With Special Prosecutor Robert Mueller ramping up, the Trump-Russia collusion theory, still unsupported by facts, continues to make headlines despite declining public interest.

But against the good news in economic trends for the new administration, the establishment media-political complex is trotting out a new conspiracy theory involving Brexit and the billionaire who helped bankroll President Donald Trump’s 2016 victory.

U.S. billionaire Robert Mercer. / The Washington Post via Getty Images

A British report cites a document leaked by a “concerned source” – one that is said to connect both the Vote Leave and Leave.EU campaigns’ data firms directly to billionaire and Trump supporter Robert Mercer.

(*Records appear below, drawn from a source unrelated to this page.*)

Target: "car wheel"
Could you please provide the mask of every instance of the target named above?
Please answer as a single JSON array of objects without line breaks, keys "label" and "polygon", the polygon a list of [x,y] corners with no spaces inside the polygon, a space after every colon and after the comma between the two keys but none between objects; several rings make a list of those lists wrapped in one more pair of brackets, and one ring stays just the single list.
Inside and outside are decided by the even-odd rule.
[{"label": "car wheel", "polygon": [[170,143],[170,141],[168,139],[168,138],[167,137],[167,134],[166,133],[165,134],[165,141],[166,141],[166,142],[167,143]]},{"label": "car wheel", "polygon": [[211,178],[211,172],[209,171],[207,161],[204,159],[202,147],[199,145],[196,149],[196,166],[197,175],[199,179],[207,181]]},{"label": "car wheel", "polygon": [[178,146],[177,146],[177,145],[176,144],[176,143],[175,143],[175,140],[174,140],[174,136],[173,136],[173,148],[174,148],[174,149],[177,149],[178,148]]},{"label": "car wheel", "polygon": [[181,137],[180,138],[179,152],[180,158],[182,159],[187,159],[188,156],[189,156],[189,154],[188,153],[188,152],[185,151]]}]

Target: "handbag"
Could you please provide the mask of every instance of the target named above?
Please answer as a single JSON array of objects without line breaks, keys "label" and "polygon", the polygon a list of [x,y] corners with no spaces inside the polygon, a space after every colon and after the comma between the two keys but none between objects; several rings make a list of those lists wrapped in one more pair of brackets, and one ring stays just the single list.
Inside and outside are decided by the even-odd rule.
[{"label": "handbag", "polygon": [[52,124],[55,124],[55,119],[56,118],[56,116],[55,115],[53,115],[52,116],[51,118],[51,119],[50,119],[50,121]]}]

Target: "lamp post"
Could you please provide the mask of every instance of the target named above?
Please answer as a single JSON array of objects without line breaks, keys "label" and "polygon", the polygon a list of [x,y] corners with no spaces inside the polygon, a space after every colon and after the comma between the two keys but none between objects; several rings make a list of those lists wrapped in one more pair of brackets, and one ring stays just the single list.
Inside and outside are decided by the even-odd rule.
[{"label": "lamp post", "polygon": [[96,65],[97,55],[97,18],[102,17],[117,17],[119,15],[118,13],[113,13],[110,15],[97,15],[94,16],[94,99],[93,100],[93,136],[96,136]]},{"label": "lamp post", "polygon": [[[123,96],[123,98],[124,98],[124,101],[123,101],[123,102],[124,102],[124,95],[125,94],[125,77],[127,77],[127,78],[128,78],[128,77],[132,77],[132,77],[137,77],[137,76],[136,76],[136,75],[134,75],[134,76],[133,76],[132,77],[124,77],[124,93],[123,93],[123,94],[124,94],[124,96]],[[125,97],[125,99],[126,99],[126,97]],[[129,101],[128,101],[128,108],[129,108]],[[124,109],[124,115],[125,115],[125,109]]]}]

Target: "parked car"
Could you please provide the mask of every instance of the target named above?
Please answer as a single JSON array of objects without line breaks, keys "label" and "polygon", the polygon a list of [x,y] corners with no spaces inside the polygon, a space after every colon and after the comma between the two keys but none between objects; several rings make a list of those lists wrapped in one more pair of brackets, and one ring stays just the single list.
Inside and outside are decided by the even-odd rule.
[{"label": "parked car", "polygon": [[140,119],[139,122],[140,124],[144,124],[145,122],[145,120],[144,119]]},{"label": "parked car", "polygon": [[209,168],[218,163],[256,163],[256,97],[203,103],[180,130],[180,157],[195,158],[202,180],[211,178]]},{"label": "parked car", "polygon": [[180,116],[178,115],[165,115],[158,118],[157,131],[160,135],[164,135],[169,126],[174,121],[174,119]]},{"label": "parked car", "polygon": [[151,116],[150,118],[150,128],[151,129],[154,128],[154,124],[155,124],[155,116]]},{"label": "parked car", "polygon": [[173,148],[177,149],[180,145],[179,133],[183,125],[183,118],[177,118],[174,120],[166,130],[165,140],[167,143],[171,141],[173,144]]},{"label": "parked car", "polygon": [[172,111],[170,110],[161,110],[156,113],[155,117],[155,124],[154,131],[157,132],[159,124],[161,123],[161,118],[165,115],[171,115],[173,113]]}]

Lawyers for the data firms have disputed the accuracy of the report.

“British electoral law is founded on the principle of a level playing field and controlling campaign spending is the key plank of that,” the UK’s Guardian reported. “The law states that different campaigns must not work together unless they declare their expenditure jointly.”

According to the new theory and its promoters, Mercer bought Brexit. One source cited in the Guardian story said that the Leave campaign was a “petri dish” for the Trump campaign.

The UK’s Observer was privy to a “confidential document” that provides “clear evidence” of a link between the Vote Leave and Leave.EU campaigns, the Guardian reported.

“More precisely, evidence of a close working relationship between the two data analytics firms employed by the campaigns – AggregateIQ, which Vote Leave hired, and Cambridge Analytica, retained by Leave.EU,” the report said.

The report noted that, at the official launch of Leave.EU on Nov. 18, 2015, American political strategist, Gerry Gunster, took center stage and explained the campaign’s strategy. “The one thing that I know is data,” he said. “Numbers do not lie. I’m going to follow the data.”

Following the data, the Guardian said, “is the key to unlocking what really happened behind the scenes of the Leave campaign. On the surface, the two main campaigns, Leave.EU and Vote Leave, hated one other. Their leading lights, Nigel Farage and Boris Johnson, were sworn enemies for the duration of the referendum. The two campaigns bitterly refused even to share a platform.”

The links between the foreign data analytics companies – one based in Canada and one based in London – “raise profound and troubling questions about our democratic process,” the Guardian said. “Because these intricate links lead, in not many steps, to Robert Mercer” and his link to the referendum to take Britain out of the EU.

The Observer reported that the two analytics compaines “were working together on a daily basis” at the time of the Brexit referendum and both companies “were being paid by Mercer-funded organizations to work on Ted Cruz’s presidential campaign in America.”


Also, the Guardian reported, several “anonymous sources” revealed the two companies, working on two separate British Leave campaigns, “actually shared the same database at the time.”

The Guardian continued: “Follow the data, however, and another story is revealed, which leads directly to Mercer and his close associate, Steve Bannon, now Donald Trump’s chief strategist in the White House.”

Mercer was the owner of Cambridge Analytica, a firm which, as the Observer reported, “was spun out of a British firm with 30 years experience in working for governments and militaries around the world, specializing in ‘psychological operations.’ ”

At the time of the referendum, the Observer noted, Bannon was the head of Cambridge Analytica.

“What was not known, until February, was the relationship between all these figures and the Leave campaign,” the Guardian said. “That was when Andy Wigmore, Leave.EU’s communications director, revealed to this paper that Farage was a close friend of both Bannon and Mercer. ‘We shared a lot of information because what they were trying to do and what we were trying to do had massive parallels.’ ”

Wigmore said that Mercer, Farage and others had all met at a conference in Washington. “The best dinner we ever went to. Around that table were all the rejects of the political world. And the rejects of the political world are now effectively in the White House. It’s extraordinary. Jeff Sessions. [Former national security adviser Michael] Flynn, the whole lot of them. They were all there.”

The Guardian’s report said the UK’s Electoral Commission is looking into Cambridge Analytica and Mercer’s connections to Brexit as “British law, designed to protect its electoral system from outside influence, expressly forbids donations from foreign – or impermissible – donors.”

Coordination between campaigns destroys the “level playing field” on which UK electoral law is based, the Guardian said, adding “it creates an unfair advantage.”

Lawyers for Cambridge Analytica and SCL Elections said the Observer’s reporting on the matter “contained significant inaccuracies and amounted to a sustained campaign of vilification designed to paint a false and misleading picture” of their clients.

The lawyers said their clients have done no wrong, broken no laws and breached no one’s rights and had not been part of a “shadowy” or unlawful campaign to subvert British democracy or dupe the British public.